8. Potential Clinical Applications and Therapeutic Targets

With the knowledge advancement in the field of miRNAs, more and more studies outline the potential of miRNAs as peripheral biomarkers and disease-modifying agents in multiple brain disorders [137,224].

The applicability of miRNAs-based biomarkers in brain disorders has been ascertained in plasma, serum, cerebrospinal fluid, and other biological fluids [225]. Due to their stability in serum and other body fluids, and their correlation with disease prognosis, miRNAs were proposed as predictive biomarkers in disorders and drug response [208].

Understanding the role of miRNAs involved in the variability of drug response in terms of DEX efficacy and safety might strengthen the existing pharmacological profile of DEX. Moreover, targeting the miRNAs involved in the protective effects of DEX in multiple disorders, using specific miRNAs-based agents, termed agomirs and antagomirs, represents a promising therapeutic strategy for multiple clinical applications of DEX. Thus, we could supplementarily regulate the existing miRNAs regulated by DEX itself, therefore achieving a powerful effect of DEX against brain injuries.

On the other hand, we could modulate miRNAs responsible for DEX pharmacological responses, by using agomirs and antagomirs, reducing adverse effects and strengthen the existing DEX effects, thus achieving a personalized therapy for patients, which are candidates for DEX therapy. Thus, downregulating the overexpressed miRNAs associated with non-respondent patients after DEX therapy, using miRNAs blockers (antagomirs), or miRNA mimics (agomirs) might be a promising therapeutic tool.

The translation into practice of miRNAs-based agents in clinics for DEX treatment comes with pearls and pitfalls. From the miRNAs expression changes in a time-related manner to the variations depending on the intensity of the stimulus to the age and sex differences, all of which are part of the hard-to-control variables of the expression profiling of miRNAs [226]. Another impediment stems from the necessity of achieving an effective delivery system to address improper distribution, accumulation in non-target organs, non-specific absorption, toxicity, and rapid circulation degradation by systemic [227,228,229].

Besides the aforementioned considerations, we must take into consideration the limitations of animal studies, including low-quality scores, lack of data from females, old animals, and experimental models of comorbid animals [230].

More research studies will be needed to elucidate the molecular mechanisms of DEX in the neuroprotection context, and emerging new signaling pathways which could interact with miRNAs.

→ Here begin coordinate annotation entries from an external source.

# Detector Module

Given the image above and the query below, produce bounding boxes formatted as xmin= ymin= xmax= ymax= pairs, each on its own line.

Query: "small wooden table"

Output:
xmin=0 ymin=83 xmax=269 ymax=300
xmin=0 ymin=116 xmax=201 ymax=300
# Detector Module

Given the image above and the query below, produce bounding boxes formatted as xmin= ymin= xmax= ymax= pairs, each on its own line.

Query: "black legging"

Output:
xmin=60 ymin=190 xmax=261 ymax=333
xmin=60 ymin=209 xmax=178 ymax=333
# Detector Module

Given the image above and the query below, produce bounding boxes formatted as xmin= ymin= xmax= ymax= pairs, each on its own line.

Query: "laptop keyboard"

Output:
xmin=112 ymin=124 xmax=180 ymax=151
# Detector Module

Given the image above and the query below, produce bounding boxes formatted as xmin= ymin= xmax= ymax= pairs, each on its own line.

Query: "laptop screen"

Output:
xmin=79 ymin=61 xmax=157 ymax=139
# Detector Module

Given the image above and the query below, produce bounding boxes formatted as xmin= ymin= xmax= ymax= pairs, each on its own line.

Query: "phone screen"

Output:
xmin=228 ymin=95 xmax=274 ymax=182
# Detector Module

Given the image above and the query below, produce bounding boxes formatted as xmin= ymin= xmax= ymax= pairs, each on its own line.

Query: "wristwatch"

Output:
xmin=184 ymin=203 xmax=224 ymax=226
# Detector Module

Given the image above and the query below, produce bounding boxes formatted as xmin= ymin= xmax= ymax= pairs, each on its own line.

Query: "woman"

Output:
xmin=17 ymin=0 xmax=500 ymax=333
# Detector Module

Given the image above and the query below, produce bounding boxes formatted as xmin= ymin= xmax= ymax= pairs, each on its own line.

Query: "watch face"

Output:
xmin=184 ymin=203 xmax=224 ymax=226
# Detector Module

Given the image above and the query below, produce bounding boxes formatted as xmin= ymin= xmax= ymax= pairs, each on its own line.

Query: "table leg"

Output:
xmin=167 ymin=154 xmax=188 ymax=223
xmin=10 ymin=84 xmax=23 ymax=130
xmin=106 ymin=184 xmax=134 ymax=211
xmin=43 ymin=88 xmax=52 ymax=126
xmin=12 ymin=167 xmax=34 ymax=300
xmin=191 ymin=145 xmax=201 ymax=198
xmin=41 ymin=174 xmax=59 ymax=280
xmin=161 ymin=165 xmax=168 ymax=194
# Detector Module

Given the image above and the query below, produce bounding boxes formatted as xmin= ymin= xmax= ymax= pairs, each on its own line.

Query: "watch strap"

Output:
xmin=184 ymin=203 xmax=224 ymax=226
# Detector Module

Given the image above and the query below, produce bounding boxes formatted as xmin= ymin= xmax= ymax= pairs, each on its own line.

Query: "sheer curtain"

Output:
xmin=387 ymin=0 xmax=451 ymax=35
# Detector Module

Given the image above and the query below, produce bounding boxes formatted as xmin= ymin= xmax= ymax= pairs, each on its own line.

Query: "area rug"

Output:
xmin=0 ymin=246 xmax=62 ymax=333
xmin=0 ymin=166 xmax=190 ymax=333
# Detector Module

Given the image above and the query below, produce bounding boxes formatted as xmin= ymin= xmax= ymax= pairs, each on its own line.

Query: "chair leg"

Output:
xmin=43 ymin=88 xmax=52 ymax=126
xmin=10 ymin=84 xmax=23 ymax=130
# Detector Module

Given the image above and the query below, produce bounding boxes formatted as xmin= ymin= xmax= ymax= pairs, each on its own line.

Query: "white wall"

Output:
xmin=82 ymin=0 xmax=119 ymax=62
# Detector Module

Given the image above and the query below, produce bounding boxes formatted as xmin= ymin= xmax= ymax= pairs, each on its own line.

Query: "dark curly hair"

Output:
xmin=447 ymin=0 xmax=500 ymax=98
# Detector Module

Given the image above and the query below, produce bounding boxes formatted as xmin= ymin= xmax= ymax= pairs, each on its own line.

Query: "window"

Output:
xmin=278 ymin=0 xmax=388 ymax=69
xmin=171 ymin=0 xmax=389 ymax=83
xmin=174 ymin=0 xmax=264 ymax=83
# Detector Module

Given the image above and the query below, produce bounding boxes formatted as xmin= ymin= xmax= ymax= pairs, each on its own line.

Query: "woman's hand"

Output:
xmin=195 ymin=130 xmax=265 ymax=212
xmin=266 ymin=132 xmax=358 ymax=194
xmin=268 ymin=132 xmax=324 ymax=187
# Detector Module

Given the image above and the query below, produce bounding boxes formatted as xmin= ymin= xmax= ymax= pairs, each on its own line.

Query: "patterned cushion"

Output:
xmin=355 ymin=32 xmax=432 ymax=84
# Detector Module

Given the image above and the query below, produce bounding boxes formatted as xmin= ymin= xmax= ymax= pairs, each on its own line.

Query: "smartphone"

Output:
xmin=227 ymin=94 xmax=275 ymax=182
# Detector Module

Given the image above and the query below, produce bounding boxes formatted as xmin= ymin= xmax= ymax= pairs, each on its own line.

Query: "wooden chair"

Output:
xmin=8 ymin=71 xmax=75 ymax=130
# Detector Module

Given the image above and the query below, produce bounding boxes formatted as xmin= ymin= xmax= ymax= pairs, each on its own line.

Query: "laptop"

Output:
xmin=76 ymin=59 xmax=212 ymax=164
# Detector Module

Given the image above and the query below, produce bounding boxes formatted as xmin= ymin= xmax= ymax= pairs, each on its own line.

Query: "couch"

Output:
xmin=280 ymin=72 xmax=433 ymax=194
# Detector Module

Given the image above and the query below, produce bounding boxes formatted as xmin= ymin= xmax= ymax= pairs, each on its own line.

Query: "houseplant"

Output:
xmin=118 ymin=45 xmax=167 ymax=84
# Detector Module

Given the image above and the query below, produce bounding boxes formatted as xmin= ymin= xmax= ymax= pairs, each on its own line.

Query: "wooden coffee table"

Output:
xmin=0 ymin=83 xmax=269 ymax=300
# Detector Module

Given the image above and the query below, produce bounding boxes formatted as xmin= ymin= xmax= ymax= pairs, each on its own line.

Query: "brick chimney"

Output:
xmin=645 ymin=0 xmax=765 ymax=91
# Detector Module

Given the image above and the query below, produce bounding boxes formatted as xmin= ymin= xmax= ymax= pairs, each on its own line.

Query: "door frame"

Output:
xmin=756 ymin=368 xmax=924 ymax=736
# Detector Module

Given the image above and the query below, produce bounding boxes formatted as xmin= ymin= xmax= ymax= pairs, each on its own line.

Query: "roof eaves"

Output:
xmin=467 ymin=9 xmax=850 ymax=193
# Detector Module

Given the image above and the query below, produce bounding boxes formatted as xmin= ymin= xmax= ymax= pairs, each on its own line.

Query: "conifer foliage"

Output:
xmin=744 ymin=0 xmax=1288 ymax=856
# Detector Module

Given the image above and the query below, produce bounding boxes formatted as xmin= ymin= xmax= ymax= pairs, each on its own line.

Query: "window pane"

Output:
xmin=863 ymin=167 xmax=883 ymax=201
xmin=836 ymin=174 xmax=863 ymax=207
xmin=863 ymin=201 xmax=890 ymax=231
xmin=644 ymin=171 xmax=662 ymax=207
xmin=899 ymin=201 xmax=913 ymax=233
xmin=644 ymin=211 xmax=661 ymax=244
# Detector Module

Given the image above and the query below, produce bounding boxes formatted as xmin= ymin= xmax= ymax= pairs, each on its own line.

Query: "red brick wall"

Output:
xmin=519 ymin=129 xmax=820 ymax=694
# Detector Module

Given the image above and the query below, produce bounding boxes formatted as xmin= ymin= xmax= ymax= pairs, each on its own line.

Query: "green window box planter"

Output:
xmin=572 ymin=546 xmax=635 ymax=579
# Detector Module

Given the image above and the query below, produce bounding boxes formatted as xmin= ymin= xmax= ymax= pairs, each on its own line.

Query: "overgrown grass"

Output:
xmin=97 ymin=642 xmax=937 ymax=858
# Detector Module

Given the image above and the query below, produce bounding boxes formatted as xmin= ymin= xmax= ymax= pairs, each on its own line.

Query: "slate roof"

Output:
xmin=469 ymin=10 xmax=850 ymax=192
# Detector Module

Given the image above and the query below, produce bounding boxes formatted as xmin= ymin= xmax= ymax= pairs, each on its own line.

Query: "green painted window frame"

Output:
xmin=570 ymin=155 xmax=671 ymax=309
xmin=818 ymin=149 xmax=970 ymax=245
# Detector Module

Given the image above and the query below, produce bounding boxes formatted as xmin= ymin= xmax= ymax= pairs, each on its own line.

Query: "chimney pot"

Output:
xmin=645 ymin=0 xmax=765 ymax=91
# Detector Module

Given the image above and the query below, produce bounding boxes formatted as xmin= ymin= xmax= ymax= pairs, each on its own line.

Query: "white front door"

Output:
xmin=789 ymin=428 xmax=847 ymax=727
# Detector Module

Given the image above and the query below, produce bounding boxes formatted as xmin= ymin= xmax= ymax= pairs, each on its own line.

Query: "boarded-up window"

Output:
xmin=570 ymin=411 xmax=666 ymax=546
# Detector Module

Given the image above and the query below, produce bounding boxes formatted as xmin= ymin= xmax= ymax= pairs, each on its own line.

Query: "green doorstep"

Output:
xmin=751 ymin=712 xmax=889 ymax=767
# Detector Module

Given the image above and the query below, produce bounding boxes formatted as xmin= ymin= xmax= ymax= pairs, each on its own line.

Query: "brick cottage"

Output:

Moreover, advancing in miRNA technology for developing new stable and feasible miRNAs-based biomarkers and therapeutic agents will further reinforce the existing DEX therapy against brain injury and avoid variability of DEX response and adverse effects. A better understanding of miRNAs-based gene regulation of DEX treatment could strengthen the existing neuroprotective effects of DEX treatment against brain injuries and could also provide future directions in individualized drug therapy.